Massive tax increases to fund NHI – destroying South Africa’s economy
Funding the government’s National Health Insurance (NHI) scheme would require a 31% increase in personal income tax, or a 6.5% increase in VAT, or a ten times increase in payroll tax, threatening South Africa’s entire economy.
President Cyril Ramaphosa signed the NHI Bill into law on Wednesday, 15 May, ahead of the country’s national elections at the end of the month in which his party is desperate to hold onto its majority.
The scheme aims to achieve universal coverage for health services and, through this, overcome critical socio-economic imbalances and inequities of the past.
The legislation provides a framework for the provision of universal care through a state-run fund and will ban the private sector from financing treatment covered under the plan.
While the government has promised that the signing of the NHI into law will result in universal healthcare free at the point of delivery, this ambition is far from reality.
Apart from challenges relating to whether it will pass Constitutional muster, business leaders and experts are concerned that the scheme has no clear funding mechanism.

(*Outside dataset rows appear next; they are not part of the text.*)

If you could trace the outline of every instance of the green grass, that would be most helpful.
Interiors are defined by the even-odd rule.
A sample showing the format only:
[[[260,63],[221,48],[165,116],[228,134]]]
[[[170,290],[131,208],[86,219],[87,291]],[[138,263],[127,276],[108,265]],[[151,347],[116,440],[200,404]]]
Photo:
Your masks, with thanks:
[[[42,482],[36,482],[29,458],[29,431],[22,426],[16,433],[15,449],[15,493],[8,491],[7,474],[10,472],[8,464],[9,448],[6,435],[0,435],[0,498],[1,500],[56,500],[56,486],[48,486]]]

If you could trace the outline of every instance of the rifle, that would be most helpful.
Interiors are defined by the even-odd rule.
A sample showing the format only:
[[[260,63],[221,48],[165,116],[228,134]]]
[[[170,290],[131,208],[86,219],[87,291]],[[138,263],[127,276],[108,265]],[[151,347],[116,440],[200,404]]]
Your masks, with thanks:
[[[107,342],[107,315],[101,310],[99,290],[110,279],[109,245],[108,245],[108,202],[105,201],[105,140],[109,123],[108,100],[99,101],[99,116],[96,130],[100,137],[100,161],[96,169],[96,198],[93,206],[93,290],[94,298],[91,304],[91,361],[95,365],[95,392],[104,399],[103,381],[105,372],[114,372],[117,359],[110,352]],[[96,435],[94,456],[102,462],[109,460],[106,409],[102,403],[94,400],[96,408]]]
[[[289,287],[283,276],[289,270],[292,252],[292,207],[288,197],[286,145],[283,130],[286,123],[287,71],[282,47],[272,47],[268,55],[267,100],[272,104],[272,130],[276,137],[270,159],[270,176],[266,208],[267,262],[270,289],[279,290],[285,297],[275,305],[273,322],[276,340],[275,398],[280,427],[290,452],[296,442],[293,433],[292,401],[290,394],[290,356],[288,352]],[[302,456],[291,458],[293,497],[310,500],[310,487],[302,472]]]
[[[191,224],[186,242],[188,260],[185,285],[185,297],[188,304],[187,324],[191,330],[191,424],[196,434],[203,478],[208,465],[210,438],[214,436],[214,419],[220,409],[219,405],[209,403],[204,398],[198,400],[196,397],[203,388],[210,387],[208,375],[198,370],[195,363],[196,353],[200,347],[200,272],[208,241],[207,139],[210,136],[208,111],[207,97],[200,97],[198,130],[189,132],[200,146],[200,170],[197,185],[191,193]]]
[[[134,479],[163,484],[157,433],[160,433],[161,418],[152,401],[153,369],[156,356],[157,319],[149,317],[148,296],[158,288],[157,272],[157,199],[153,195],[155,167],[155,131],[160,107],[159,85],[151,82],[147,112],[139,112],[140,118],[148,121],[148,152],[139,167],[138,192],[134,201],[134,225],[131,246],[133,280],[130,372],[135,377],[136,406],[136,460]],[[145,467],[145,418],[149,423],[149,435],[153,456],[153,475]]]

The Department of Health has confirmed that tax increases and other tax changes are on the cards to fund the NHI. However, it has not been clear on which taxes will be raised or if a new tax will be introduced.
NHI Deputy Director General Nicholas Crisp said the only way to move medical aid money into the NHI fund is through taxes.
“Whether that is through VAT or other taxes is a matter for the National Treasury and the Money Bill, which will come later,” he said.
South Africa’s largest medical aid provider, Discovery, revealed during its interim results presentation earlier this year just how much the government would have to raise taxes to fund the NHI.
It urged the government to work with the private sector to make universal healthcare work in South Africa.
The company laid out the tax increases that would be needed to fund the NHI, which would require around R200 billion in additional funding each year, according to the Department of Health –
- A 31% increase in personal income tax or
- A 6.5% increase in VAT or
- A ten times increase in payroll tax
This is unsustainable for a country with an extremely small tax base, which is already being squeezed to raise revenue for the government.
Calculations done by FTI Consulting show that every South African worker will have to pay an additional R18,780 in tax per year to fund the NHI.
FTI clarified that the additional tax amount indicated by the government is not the total cost of the NHI, as it will probably need much more to implement fully.
“If you were to do that, I would argue that you would destroy the economy,” Discovery CEO Adrian Gore said.
“It’s not a healthcare issue – it creates a real economic problem. I don’t think people would bear paying 30% more taxes and having 70% less healthcare.”
He said the NHI, in the form described in the NHI Bill, is not something the country can currently afford.
“If we get rapid economic growth and, over time, we find ways to do this in different ways with many different methodologies, then it may be workable,” he said.
Gore said the only way to achieve a workable NHI in South Africa is to keep the private sector in place.
Discovery said the government has to work with the private sector if it wants universal healthcare in South Africa, and thus, it must change Section 33 of the NHI Bill.